# Polar. Graph. Contest.

Here’s what I hung up last week:

Here’s a closeup of some of them…

These are polar graphs that students designed using Desmos. Then I printed them out on photopaper and hung them up.

This was something I wanted to do after introducing polar graphing. Why? Because one day during the polar unit, I started playing around with desmos and accidentally created:

… from something so simple …

(Now to be fair, desmos isn’t great with creating great complicated polar graphs… and it’s better to write them parametrically to get a bit more accuracy… so this is a bit of a lie of a graph in that it isn’t totally accurate… but it’s oh so pretty.) [1]

So after our unit on polar graphing, I took 10 minutes at the start of class to introduce this idea of a Polar. Graph. Contest. First I threw this image up:

I then pulled up desmos and asked my kids to shout out some polar function. I graphed it. Then I put in a slider or two. So for example, if they said $r=\cos(\theta)$, I might have added the slider $r=\cos(a\theta)+b$. And then I started changing the sliders. Then I might have altered the function a bit more, like $r=\cos(a\theta)+b\theta$ and we saw what happened. Then I gave everyone 7 minutes to just come up with something pretty.

It was magical.

Kids just started playing. They dug into old functions they had learned about. They got excited by what they were seeing. They gasped and turned their screens to show their friends. Some who were getting boring graphs saw the cool graphs their classmates were getting and were inspired to mix things up since they knew they could make neat things. #mathjoy in the house.

My heart was singing.

Then I showed kids a google doc which had all the info for the contest — and the link to the google form to submit their entries. There were initially two contests. Students needed to create the coolest polar graph with one equation. And students needed to create the coolest polar art using multiple equations. However, some students were animating the sliders and coming up with fun animations (like this or this… watch both for a while). So I added an optional third animated polar graph category.
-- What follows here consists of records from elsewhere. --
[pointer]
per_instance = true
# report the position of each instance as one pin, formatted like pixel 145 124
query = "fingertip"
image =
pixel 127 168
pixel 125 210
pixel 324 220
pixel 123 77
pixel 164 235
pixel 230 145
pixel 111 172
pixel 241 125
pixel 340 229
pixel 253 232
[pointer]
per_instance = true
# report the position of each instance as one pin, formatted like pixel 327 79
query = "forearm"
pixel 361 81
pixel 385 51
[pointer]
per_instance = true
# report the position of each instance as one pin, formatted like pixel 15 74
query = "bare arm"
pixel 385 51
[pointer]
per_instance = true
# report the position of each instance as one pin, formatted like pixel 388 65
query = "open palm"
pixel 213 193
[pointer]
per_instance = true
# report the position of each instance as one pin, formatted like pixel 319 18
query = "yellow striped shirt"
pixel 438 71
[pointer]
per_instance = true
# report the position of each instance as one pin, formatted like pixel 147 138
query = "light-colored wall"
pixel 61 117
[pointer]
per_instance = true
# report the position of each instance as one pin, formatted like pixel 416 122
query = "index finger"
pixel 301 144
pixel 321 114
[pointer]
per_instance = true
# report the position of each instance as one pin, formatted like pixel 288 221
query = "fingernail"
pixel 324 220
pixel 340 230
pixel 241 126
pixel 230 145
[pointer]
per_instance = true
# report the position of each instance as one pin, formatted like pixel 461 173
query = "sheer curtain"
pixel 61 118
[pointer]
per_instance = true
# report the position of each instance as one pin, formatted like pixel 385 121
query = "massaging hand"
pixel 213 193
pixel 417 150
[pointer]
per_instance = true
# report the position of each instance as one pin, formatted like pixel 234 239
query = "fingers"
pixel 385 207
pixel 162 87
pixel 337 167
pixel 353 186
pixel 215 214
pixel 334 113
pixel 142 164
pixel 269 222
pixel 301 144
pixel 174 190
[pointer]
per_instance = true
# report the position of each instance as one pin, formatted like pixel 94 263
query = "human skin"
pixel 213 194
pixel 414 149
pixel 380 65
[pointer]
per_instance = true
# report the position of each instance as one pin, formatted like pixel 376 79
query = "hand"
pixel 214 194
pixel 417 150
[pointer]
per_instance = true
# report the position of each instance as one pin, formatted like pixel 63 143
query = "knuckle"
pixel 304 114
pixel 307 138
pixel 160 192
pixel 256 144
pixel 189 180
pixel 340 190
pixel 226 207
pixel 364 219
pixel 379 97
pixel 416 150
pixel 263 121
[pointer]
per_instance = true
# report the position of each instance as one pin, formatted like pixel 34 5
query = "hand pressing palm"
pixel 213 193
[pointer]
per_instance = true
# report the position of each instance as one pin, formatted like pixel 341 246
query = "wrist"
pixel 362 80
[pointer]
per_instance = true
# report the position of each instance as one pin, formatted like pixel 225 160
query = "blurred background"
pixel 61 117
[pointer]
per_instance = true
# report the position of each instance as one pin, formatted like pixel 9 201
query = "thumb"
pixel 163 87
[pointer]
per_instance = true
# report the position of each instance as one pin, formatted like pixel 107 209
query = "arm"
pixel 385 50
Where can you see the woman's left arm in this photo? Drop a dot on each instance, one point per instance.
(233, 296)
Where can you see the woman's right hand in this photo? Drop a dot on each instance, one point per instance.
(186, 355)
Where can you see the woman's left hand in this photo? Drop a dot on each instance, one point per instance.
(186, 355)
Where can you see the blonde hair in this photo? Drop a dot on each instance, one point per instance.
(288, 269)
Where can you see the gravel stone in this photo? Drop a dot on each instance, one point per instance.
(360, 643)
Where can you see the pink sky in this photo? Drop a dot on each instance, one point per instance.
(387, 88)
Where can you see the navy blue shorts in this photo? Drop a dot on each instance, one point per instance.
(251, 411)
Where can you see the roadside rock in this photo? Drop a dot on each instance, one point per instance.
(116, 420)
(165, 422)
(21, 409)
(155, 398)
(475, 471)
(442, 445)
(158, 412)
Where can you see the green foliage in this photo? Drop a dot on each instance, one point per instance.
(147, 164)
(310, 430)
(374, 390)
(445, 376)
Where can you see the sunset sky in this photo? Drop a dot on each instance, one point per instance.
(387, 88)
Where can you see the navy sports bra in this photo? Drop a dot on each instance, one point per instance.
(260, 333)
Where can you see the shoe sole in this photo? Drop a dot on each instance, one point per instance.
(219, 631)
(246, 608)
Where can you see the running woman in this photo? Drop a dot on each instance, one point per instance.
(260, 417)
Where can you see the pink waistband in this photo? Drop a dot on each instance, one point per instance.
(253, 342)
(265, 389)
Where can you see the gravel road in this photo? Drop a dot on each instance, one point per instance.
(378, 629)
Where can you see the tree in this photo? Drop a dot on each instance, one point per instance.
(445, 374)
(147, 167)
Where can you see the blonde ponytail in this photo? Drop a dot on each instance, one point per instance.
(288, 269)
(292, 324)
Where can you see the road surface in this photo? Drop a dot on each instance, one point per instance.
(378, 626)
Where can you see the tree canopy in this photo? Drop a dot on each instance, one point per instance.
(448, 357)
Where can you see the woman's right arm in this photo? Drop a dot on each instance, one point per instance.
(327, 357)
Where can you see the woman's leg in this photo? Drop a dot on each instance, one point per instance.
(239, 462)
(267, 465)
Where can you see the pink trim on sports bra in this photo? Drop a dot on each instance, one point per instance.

I haven’t yet told my kids who the winners are. I want to just let them appreciate the work of their classmates for now.

After creating the bulletin board, I’ve seen kids look at the artwork. Kids from my class, but also kids from other grades. And what I’ve found fascinating is that so far, very few kids pick the same polar art pieces as their favorites. I expected everyone to love the same ones I do. But it just isn’t the case. I think when I announce the winners, I’ll have the class go to the board, have everyone point out a few that they like, and then I’ll make my grand pronouncement.

Student Feedback:

I asked my kids, when submitting their artwork, “This is something new I came up with this year. I want to know if you enjoyed doing it or not. No judgments if you didn’t. Y’all tend to be honest when I ask for feedback, and I appreciate it! I genuinely want to know. I also am a bit curious if you had any mathematical thought as you were playing on Desmos? You don’t have to say what thoughts you had (if any) — just if you had any.”

Every student responded positively. Some responses included:

• I think this was so awesome! I love art and this felt like art to me. It is so fun when art and math intersect, I loved it!!!!!
• Messing around with the graphs was actually more entertaining than I thought it would be. I spent a lot more time on this than I thought I would, and I feel like I’ll probably spend more time on this trying to find a really cool design I like (and possibly gaining a better understanding why the graphs look the way they do…).
• I had so much more fun doing this than I thought I would, honestly. Once I finished my multi-equation graph, I looked at the clock on my computer and realized I had been working on it for nearly 20 minutes; it had seemed like maybe 5.
• I really enjoyed doing this assignment. I felt that I learned a lot about polar through it. I didn’t think too much about math while making my graphs, however I thought about math a lot in order to observe and think about patterns I found in my graphs.

Now I want to be frank: there isn’t much “learning” that happens when kids are doing this assignment. This isn’t a way to teach polar. But it is a way to get kids to appreciate the power of polar when they are done working with polar, and what sorts of different kinds of graphs compared to the boring ol’ rectangular coordinate system. I just wanted kids to play, like I played, and get excited, like I got excited. It’s a slightly different way to appreciate the power of math, and I am good for that. Especially since it only took 10 minutes of classtime!

As an aside, I love that when I tweeted this out, a tweep said he was going to be doing this in his class after his kids learn about circles. Um, hell yeah!

[1] So there are two ways to graph polar in desmos. First is the straight up polar way, and the second is the parametric way. It turns out that the polar way is solid for most things, but it loses refinement at times. Let me show an example. If we graphed $r=\cos(57\theta)$, we should get a flower with 57 petals.

And happily, if we graphed it in both polar and parametric, we get the same looking graph:

However if we zoom in a bunch, we can see that the red graph (the polar equation) is interesting and stunning, but just isn’t correct. While the zoomed in blue graph (the parametric equation) is more boring, but is technically correct.

It turns out desmos samples more points using parametrics than polar.

As a result, a few of the polar artworks my kids made aren’t “true.” Their pieces are a desmos quirk, like the red graph is above. But what a lovely desmos quirk.